Une semaine après avoir fait péter le champagne, nous voilà de nouveau mercredi, et le constat est aussi cruel qu’imparable : pas de Nouvelle Star ce soir sur M6. J’ai beau scruter mon programme télé, rien à faire : ce soir, ce sera Un dîner presque parfait. Un dîner presque parfait ! Un dîner presque parfait…

Un dîner presque parfait ? Non seulement je n’en ai rien à secouer, mais en outre… quelle déchéance de nous proposer un simple dîner « presque parfait » (donc un dîner qui laisse forcément à désirer), alors que jusqu’à présent, nous avons eu droit au plus brillant, au plus rutilant, au plus excitant des spectacles, qui s’est terminé par la perfection absolue, à savoir ta victoire !

Un dîner sans Maïté est un dîner raté.

J’ai beau scruter les sites spécialisés, interroger mes informateurs, consulter les astres… aucune info sur ce que tu vas chanter ce soir, à Baltard. Et ça me fait drôlement bizarre, vois-tu ? Finalement, je ressens les choses un peu comme toi. De même que tu ne réalises pas encore tout à fait que tu es la nouvelle star 2010, et que tu as l’impression que tu es juste retenue pour le prochain prime, j’ai, moi aussi, bien du mal à concevoir que la Nouvelle Star est terminée et que tu ne chanteras pas ce soir. Pas de prime, pas de Baltard, rien, que dalle, le vide absolu, le désarroi complet, l’ennui, le néant, la boîte crânienne à Johnny.

Baltard désespérément vide...

Misère ! Non seulement je peine à croire qu’il n’y aura pas de Nouvelle Star ce soir, mais surtout, je pleure à l’idée que je ne te verrai pas. Que je ne découvrirai pas de nouvelle chanson de toi. Que ton sourire ne m’apportera pas mon shoot hebdomadaire habituel, sans lequel je ne peux guère vivre.

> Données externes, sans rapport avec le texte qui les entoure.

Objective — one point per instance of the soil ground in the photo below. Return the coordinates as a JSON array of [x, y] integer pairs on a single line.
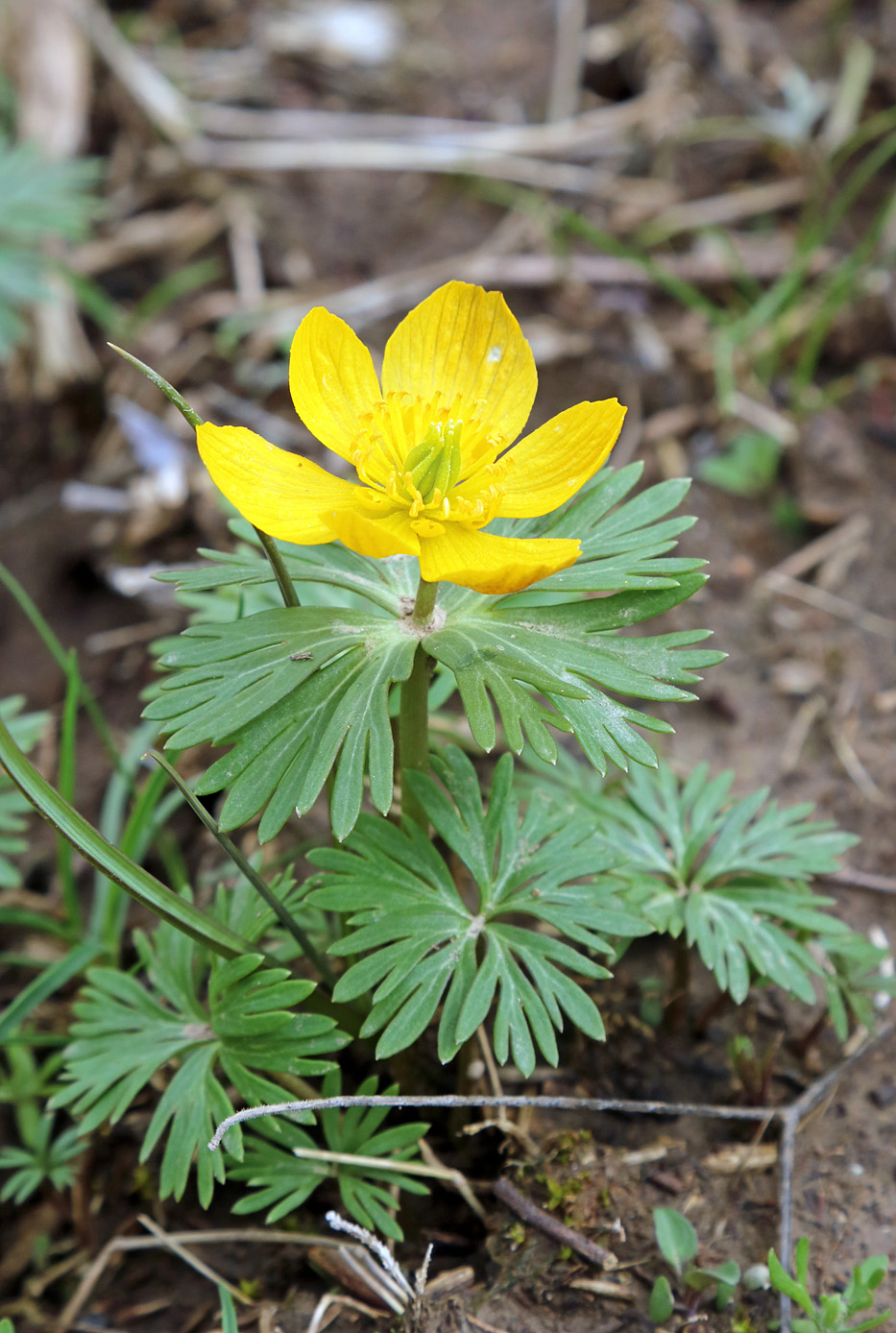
[[806, 701]]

Il ne me reste plus, pour l’heure, qu’à continuer à t’écrire, ô ma Luce, pour te dire encore et encore mon amour et épaissir l’écheveau des petits liens que nous avons tissés, toi et moi. Car je t’aime, tu le sais bien, et, fidèle à mon premier serment, je ferai tout pour atteindre mon but, mon dessein, mon destin : t’épouser, Luce.

À toi, amoureusement.

Happy birthday to me !

Ma succulente LuLuce,

Hier, c’était mon anniversaire ! Un an de plus au compteur, eh oui ! Cet anniversaire fut, pour moi, un peu spécial, car c’est le premier depuis que je suis amoureux de toi. Autant dire que mon vœu le plus cher aurait été que nous le vivions ensemble.

Nous aurions pu, par exemple, commencer par une coupe de champagne au bar du Raphaël – le bar préféré de Gainsbourg –, confortablement installés dans un de ces profonds fauteuils anglais qui font le charme de cet écrin sombre et feutré.

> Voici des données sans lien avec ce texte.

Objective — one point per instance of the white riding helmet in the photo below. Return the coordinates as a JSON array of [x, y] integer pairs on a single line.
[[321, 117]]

Le bar anglais de l'hôtel Raphaël, où Gainsbourg avait ses habitudes.

Nous aurions pu, ensuite, dîner au George V, dont la table passe pour l’une des meilleures de Paris. Le cœur de saumon mariné aux condiments, pomelos et pousses de daikon y est, dit-on, absolument divin. Et que dire du dessert ? Un croustillant au gianduja glacé ! Hm !

Le restaurant du George V, la meilleure guinguette de Paris !

Enfin, nous aurions pu terminer la soirée sur les sofas de velours du Ritz, y savourer un cocktail, nous enlacer sur le dance-floor, puis pousser le verrou d’une suite intime où, enivrés d’amour et de fête, nous aurions prolongé la nuit au rythme des soupirs, des caresses et des baisers...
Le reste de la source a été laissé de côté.